Where did you see it? Jackson's Lane, Highgate, until 24th September
"That sounds...awful" said my friend when I told him what I was seeing the following night, I didn't have the highest of hopes; a two hander about screen goddesses Bette and Joan and it isn't even the Anita Dobson/Greta Scacchi version that was in the West End!?
|Bette and Ronald in 1987|
I'm not as familiar with Bette and Joan as I should be though my general knowledge on Bette is better than it is on Joan. I've definitely seen a couple of Bette films like The Anniversary and Jezebel whereas the closest I've come to Joan is Mommy Dearest. The format of the play means you get a crash course in Bette/Joan history. Their childhood's; alluding to Joan's abuse by her stepfather, their multiple lovers, their films and their relationships with their children(and the abortions they had to keep the studio happy). The biggest thing to come out of this play is how similiar Bette and Joan were and it proved to be a hindrance rather than a help to their relationship. Just suggestion being that if they had just sat down together they would have realised that "You mean all this time we could have been friends?"

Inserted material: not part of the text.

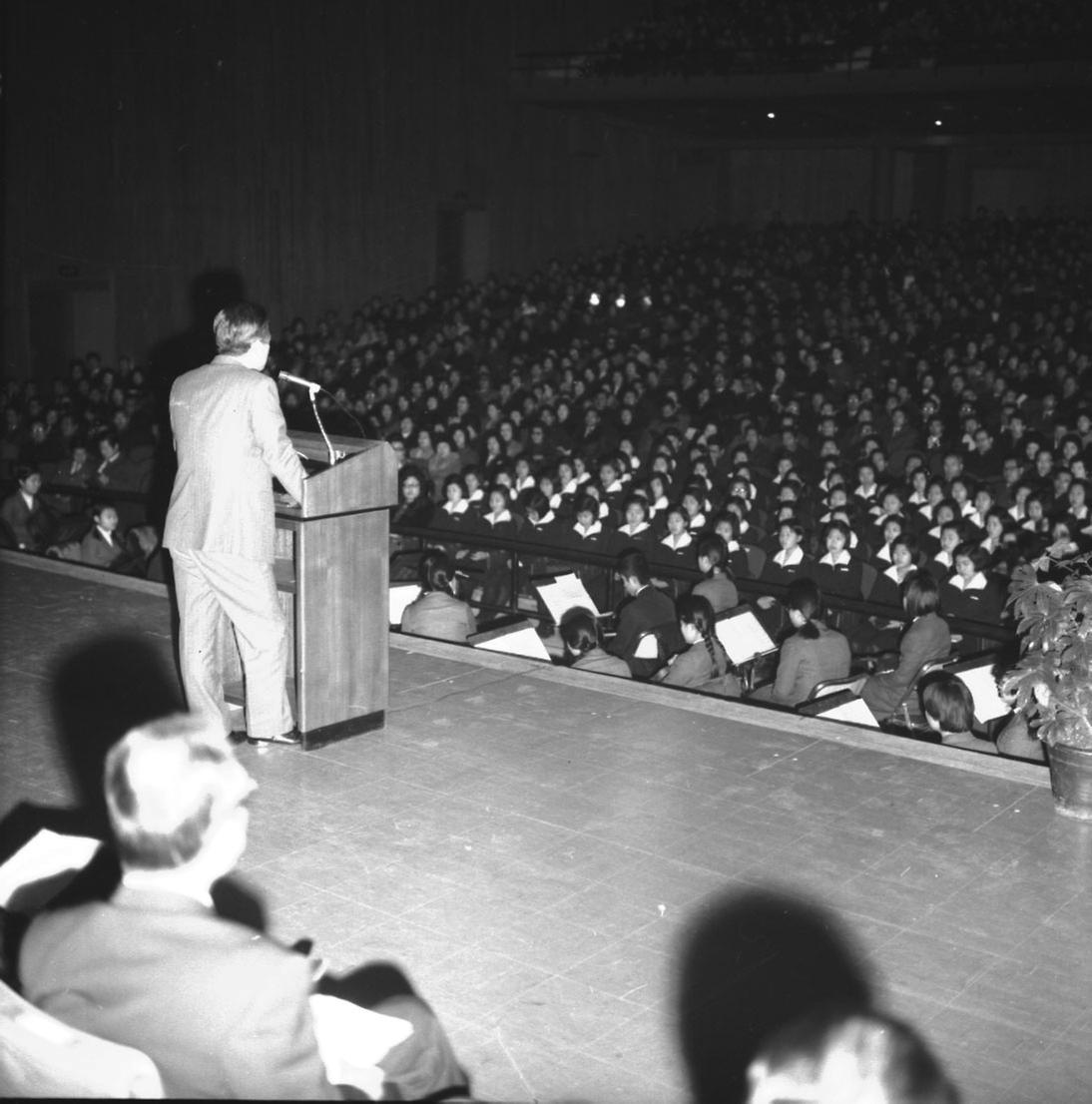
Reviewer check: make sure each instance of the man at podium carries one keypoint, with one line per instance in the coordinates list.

|Sarah Toogood and Sarah Thom as Joan and Bette|
Though I'm not sure that is the case. It is clear throughout Bette looked down on Joan (She saw Joan as merely as star, Bette was an actress) and made no secret of her joy when she outlived her. The play begins with Bette on her deathbed, her last night on earth before Joan, sent by Hedda Hopper and Luella Parsons (Hollywood gossip queens of the 1930s, like a interwar Perez Hilton) who now control the afterlife as much as they did the gossip columns and unsurprisingly Bette won't be seen dead with Joan, literally!It's strengths lie in the use of props and videos, that isn't to belittle the performances of the Sarahs who seem to physically morph into Hedda, Bette, Joan and Luella and it some ways it feels wasted in an outer London venue and would suit a bigger theatre and bigger cast.

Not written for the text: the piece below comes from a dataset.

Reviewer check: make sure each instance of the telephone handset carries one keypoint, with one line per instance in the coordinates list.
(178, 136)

This is a lovely production, in one of the lovliest fringe venues I have seen during my odyssey of theatre and comedy going and I'm afraid laziness means I've only got around to publishing it on its penultimate performance. The only criticism I have is one scene where Bette pleasures herself with her Oscar, which makes me sound like such a prude and I can see Oscar's phallic charms but it felt out of place in what had been a play full of subtle references to Bette and Joan's oversexed lives and their successful careers.